I have started work on construction of the tiles to top my wargames table. I'd sized things in such a way that from five 8' x 4' sheets of 9mm MDF I could get:
- eight 2' x 3' sections - these would form my table top and under-table shelves,
- twenty-eight 2' x 2' tiles.
Q: Why on Earth do I need 28 tiles?
A: I don't. I need 14 tiles.
Q; Why? It's only a 6' x 4' table - you can't fit more than 6 tiles on it? And why do you need 28 "bits"?

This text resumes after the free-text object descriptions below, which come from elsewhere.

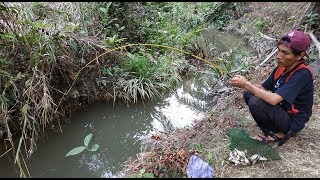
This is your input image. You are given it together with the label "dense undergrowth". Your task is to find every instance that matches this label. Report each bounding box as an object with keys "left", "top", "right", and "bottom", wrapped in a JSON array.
[{"left": 1, "top": 2, "right": 319, "bottom": 178}]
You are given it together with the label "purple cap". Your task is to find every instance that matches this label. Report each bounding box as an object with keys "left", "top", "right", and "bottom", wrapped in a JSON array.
[{"left": 278, "top": 30, "right": 311, "bottom": 52}]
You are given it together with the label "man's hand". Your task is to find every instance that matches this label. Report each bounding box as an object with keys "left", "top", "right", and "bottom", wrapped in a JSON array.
[
  {"left": 229, "top": 75, "right": 248, "bottom": 89},
  {"left": 229, "top": 74, "right": 283, "bottom": 105}
]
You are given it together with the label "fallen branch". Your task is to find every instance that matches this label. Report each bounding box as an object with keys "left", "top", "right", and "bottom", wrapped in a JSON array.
[
  {"left": 308, "top": 32, "right": 320, "bottom": 59},
  {"left": 255, "top": 47, "right": 278, "bottom": 69},
  {"left": 292, "top": 2, "right": 312, "bottom": 29},
  {"left": 0, "top": 147, "right": 12, "bottom": 158},
  {"left": 259, "top": 32, "right": 276, "bottom": 41},
  {"left": 307, "top": 32, "right": 320, "bottom": 77}
]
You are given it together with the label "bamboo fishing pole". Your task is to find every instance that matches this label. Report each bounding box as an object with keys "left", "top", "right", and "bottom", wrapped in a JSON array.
[{"left": 53, "top": 43, "right": 229, "bottom": 116}]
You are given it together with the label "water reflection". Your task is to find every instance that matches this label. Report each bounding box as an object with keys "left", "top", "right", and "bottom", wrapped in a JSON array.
[{"left": 0, "top": 74, "right": 212, "bottom": 178}]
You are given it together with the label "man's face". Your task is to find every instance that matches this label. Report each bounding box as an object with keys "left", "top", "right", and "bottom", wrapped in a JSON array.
[{"left": 276, "top": 44, "right": 302, "bottom": 67}]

A: Because each one is 9mm thick and I have a hair-brained plan...
I'll try and explain.
16 of my 28 "bits" will have a river section, pond or shoreline cut into it and then be glued back-to back with another tile. The shoreline sections will be backed with a pond, and the others will be backed with an uncut square tile. I'll be doing this twice over - each tile will be double-sided with a grassy finish on one side and a wintry "ash-waste" on the other. I've tried to mock up what one set might look like in this dodgy little diagram:
|This is intended to show each tile top (upper) and the lower that will be glued back-to-back with it.|
The key things here are to ensure that:
Each tile is a perfect square - the local DIY store's timber cutting service did that for me.

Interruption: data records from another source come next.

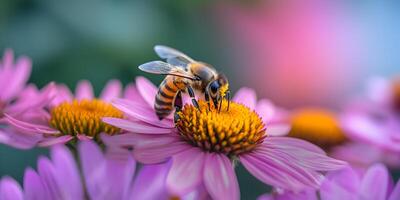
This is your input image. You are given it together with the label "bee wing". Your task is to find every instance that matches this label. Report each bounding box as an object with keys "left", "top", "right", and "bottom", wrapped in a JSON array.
[
  {"left": 138, "top": 61, "right": 198, "bottom": 80},
  {"left": 154, "top": 45, "right": 195, "bottom": 64}
]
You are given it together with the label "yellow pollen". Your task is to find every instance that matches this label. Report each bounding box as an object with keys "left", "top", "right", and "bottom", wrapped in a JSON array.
[
  {"left": 50, "top": 99, "right": 123, "bottom": 137},
  {"left": 175, "top": 100, "right": 266, "bottom": 155},
  {"left": 288, "top": 108, "right": 346, "bottom": 149}
]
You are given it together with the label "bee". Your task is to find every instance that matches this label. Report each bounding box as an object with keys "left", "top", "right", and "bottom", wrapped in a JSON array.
[{"left": 138, "top": 45, "right": 230, "bottom": 120}]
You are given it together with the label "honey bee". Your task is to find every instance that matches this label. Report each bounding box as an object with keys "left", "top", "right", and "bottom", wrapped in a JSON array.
[{"left": 138, "top": 45, "right": 230, "bottom": 120}]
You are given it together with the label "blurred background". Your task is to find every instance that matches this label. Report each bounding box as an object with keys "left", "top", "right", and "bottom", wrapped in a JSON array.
[{"left": 0, "top": 0, "right": 399, "bottom": 198}]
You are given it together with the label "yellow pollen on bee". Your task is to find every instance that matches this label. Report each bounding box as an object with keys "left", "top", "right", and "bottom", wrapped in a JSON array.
[
  {"left": 49, "top": 99, "right": 123, "bottom": 137},
  {"left": 175, "top": 100, "right": 266, "bottom": 155},
  {"left": 288, "top": 108, "right": 346, "bottom": 149}
]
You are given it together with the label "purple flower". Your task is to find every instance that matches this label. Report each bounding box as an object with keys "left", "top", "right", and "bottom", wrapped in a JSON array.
[
  {"left": 259, "top": 163, "right": 400, "bottom": 200},
  {"left": 0, "top": 49, "right": 57, "bottom": 149},
  {"left": 103, "top": 77, "right": 347, "bottom": 200},
  {"left": 0, "top": 49, "right": 32, "bottom": 116},
  {"left": 340, "top": 77, "right": 400, "bottom": 154},
  {"left": 2, "top": 80, "right": 130, "bottom": 148},
  {"left": 0, "top": 140, "right": 188, "bottom": 200}
]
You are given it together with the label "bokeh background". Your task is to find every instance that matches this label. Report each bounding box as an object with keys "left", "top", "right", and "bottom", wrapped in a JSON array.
[{"left": 1, "top": 0, "right": 400, "bottom": 198}]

Each river section starts and ends in exactly the same place on each tile.
That's where my doohickey comes in.
I simply got a couple of offcuts of wood & MDF left over from building the table:
You can see I've ruled a line across the bigger section - that marks where the smaller section will be screwed in place, like this:
I have used the tool to measure the points on the edges of the tile where the river exits. Doing this I can guarantee that each tile will be consistent and that the river will exit (as long as I cut it correctly!) in the dead center of every tile.